Open bd82 opened 7 years ago
Should possibly be limited to "virtual" Tokens like Indents/outdent So the Lexer will continue handling all the position information.
*poke*
This would be lovely to have. Doing some semantic indentation parsing and haven't a clue as to where to start. Looked up if Python had been implemented as a parser and found this.
Hello @Qix- .
There is an example for dealing with Python like indentation here It is not the prettiest but it works...
This issue is more about cosmetic API changes that would make that example prettier and potentially support more scenarios so it is unfortunately not a high priority.
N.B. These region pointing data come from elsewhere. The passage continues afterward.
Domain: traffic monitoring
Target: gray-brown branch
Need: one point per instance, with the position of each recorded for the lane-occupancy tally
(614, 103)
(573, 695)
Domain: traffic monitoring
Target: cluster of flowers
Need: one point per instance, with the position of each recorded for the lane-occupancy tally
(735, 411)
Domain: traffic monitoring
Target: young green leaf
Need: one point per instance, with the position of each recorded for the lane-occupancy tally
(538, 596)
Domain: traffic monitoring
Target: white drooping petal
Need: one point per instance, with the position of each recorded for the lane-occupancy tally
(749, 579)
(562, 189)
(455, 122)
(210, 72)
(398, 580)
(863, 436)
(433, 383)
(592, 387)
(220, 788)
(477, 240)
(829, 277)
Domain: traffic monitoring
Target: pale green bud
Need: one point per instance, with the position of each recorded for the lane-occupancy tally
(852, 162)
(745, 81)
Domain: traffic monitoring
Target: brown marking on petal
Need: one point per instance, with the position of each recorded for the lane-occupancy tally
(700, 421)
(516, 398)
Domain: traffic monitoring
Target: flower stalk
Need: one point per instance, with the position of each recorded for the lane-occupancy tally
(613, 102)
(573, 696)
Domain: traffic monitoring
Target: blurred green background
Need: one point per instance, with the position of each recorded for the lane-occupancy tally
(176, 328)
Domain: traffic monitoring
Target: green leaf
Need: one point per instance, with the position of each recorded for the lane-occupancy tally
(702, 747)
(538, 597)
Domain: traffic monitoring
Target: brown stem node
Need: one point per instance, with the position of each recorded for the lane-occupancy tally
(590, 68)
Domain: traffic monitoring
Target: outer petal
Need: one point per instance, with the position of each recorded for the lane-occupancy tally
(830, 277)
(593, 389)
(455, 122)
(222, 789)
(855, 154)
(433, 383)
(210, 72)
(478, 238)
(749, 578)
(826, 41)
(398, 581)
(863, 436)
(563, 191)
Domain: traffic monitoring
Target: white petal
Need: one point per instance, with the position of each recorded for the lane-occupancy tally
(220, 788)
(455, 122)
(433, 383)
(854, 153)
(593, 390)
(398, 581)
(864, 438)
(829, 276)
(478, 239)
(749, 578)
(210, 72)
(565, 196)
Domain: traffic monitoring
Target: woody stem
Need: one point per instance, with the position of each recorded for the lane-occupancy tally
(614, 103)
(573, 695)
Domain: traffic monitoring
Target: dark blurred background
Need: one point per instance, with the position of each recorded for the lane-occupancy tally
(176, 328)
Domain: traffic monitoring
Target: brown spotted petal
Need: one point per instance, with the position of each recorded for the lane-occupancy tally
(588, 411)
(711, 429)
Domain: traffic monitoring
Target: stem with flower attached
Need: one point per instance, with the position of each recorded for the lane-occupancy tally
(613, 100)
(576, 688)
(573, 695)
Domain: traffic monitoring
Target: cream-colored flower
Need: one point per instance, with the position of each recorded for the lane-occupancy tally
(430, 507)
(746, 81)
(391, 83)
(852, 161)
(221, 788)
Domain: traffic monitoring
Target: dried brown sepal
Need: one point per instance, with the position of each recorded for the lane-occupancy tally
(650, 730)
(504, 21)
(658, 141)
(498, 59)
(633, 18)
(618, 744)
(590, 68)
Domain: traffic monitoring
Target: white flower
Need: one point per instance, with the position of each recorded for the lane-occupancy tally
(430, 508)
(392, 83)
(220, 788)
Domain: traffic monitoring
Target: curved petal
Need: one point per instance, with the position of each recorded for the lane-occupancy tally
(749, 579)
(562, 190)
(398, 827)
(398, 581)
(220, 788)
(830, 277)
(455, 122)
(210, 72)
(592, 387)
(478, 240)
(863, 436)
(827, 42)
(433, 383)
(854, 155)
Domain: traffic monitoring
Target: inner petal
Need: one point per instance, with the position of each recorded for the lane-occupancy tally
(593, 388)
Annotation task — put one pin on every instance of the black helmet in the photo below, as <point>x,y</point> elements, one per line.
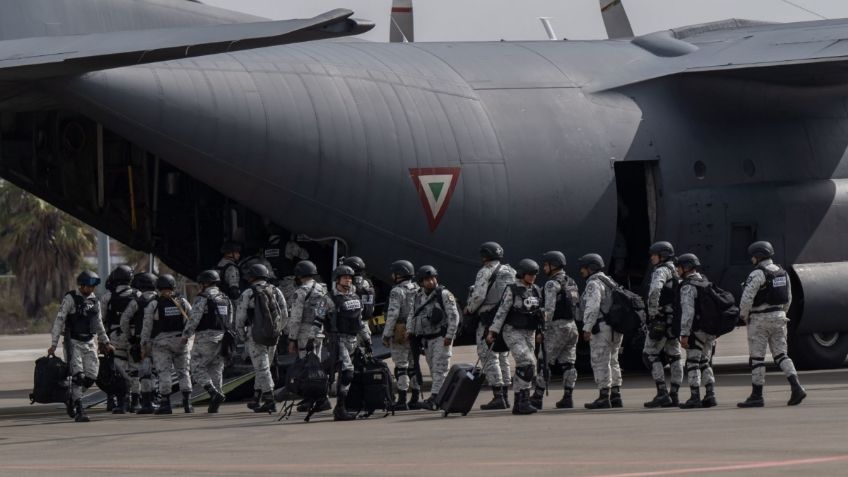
<point>257,270</point>
<point>491,251</point>
<point>88,278</point>
<point>144,281</point>
<point>688,261</point>
<point>166,282</point>
<point>341,271</point>
<point>402,268</point>
<point>305,268</point>
<point>663,249</point>
<point>230,247</point>
<point>526,267</point>
<point>761,250</point>
<point>356,263</point>
<point>208,277</point>
<point>425,272</point>
<point>554,258</point>
<point>592,261</point>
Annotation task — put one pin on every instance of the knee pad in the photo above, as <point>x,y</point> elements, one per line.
<point>526,373</point>
<point>346,377</point>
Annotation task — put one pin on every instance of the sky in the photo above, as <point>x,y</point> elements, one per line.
<point>491,20</point>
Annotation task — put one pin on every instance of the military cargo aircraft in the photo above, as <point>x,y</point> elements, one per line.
<point>172,126</point>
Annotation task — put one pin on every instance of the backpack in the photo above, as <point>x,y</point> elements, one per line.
<point>627,312</point>
<point>50,381</point>
<point>265,326</point>
<point>717,311</point>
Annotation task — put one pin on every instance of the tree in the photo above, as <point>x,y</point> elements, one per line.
<point>42,246</point>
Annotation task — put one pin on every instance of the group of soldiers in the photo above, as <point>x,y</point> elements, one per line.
<point>146,326</point>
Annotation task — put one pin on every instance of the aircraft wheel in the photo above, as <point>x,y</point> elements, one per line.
<point>818,350</point>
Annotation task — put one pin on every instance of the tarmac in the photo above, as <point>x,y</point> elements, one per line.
<point>630,442</point>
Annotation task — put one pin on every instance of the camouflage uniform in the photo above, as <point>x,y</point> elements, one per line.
<point>605,343</point>
<point>168,348</point>
<point>307,315</point>
<point>496,367</point>
<point>397,313</point>
<point>260,355</point>
<point>766,325</point>
<point>82,315</point>
<point>661,307</point>
<point>432,335</point>
<point>206,325</point>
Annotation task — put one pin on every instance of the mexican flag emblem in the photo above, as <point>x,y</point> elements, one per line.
<point>435,187</point>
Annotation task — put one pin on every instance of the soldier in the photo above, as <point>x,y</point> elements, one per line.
<point>306,323</point>
<point>211,315</point>
<point>697,343</point>
<point>663,326</point>
<point>345,322</point>
<point>132,319</point>
<point>395,336</point>
<point>118,296</point>
<point>262,356</point>
<point>766,297</point>
<point>483,300</point>
<point>228,269</point>
<point>562,301</point>
<point>162,336</point>
<point>519,316</point>
<point>604,343</point>
<point>434,322</point>
<point>78,321</point>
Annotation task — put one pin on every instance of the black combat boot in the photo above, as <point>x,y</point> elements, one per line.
<point>756,397</point>
<point>414,403</point>
<point>340,412</point>
<point>694,400</point>
<point>615,397</point>
<point>602,402</point>
<point>187,407</point>
<point>268,404</point>
<point>537,398</point>
<point>400,404</point>
<point>675,402</point>
<point>257,395</point>
<point>798,392</point>
<point>146,404</point>
<point>79,412</point>
<point>662,399</point>
<point>497,402</point>
<point>522,403</point>
<point>215,399</point>
<point>709,397</point>
<point>164,406</point>
<point>566,402</point>
<point>121,404</point>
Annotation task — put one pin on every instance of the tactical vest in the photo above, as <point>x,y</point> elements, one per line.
<point>775,291</point>
<point>169,318</point>
<point>526,310</point>
<point>118,302</point>
<point>215,314</point>
<point>79,320</point>
<point>348,314</point>
<point>567,299</point>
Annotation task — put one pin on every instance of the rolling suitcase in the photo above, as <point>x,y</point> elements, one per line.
<point>460,390</point>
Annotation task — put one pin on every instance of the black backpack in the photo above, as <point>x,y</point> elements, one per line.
<point>717,311</point>
<point>627,312</point>
<point>50,381</point>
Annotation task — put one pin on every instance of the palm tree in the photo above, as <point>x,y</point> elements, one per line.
<point>42,245</point>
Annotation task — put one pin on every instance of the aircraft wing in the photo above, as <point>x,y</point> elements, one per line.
<point>43,57</point>
<point>797,53</point>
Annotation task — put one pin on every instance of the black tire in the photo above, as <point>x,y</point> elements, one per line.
<point>818,350</point>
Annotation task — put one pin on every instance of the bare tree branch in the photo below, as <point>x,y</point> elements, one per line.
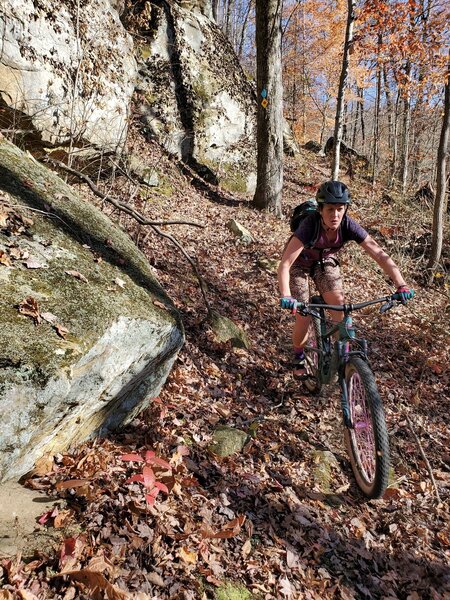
<point>430,471</point>
<point>126,208</point>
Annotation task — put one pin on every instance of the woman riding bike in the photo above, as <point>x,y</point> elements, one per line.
<point>300,261</point>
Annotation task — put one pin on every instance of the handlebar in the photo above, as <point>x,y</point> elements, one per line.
<point>390,301</point>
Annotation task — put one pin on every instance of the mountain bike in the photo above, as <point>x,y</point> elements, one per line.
<point>365,431</point>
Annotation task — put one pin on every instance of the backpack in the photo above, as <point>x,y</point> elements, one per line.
<point>302,211</point>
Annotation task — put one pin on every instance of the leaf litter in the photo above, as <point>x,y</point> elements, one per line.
<point>258,518</point>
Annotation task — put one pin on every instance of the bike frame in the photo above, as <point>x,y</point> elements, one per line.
<point>347,344</point>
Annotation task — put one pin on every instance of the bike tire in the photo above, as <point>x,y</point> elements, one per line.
<point>367,441</point>
<point>314,352</point>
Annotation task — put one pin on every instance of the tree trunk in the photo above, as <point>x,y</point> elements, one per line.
<point>441,187</point>
<point>363,127</point>
<point>270,118</point>
<point>389,110</point>
<point>244,29</point>
<point>376,122</point>
<point>406,140</point>
<point>342,84</point>
<point>395,141</point>
<point>228,21</point>
<point>214,6</point>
I'm currently more focused on POCing a scannerless ECMAScript parser and then investigating it's performance versus leading ECMAScript hand built parsers such as Acorn/Esprima. and in the longer term supporting Parser Generator/Combinator type APIs
Another alternative is to use a none Chevrotain lexer (hand built / generated). By creating Chevrotain Tokens or converting to Chevrotain Tokens.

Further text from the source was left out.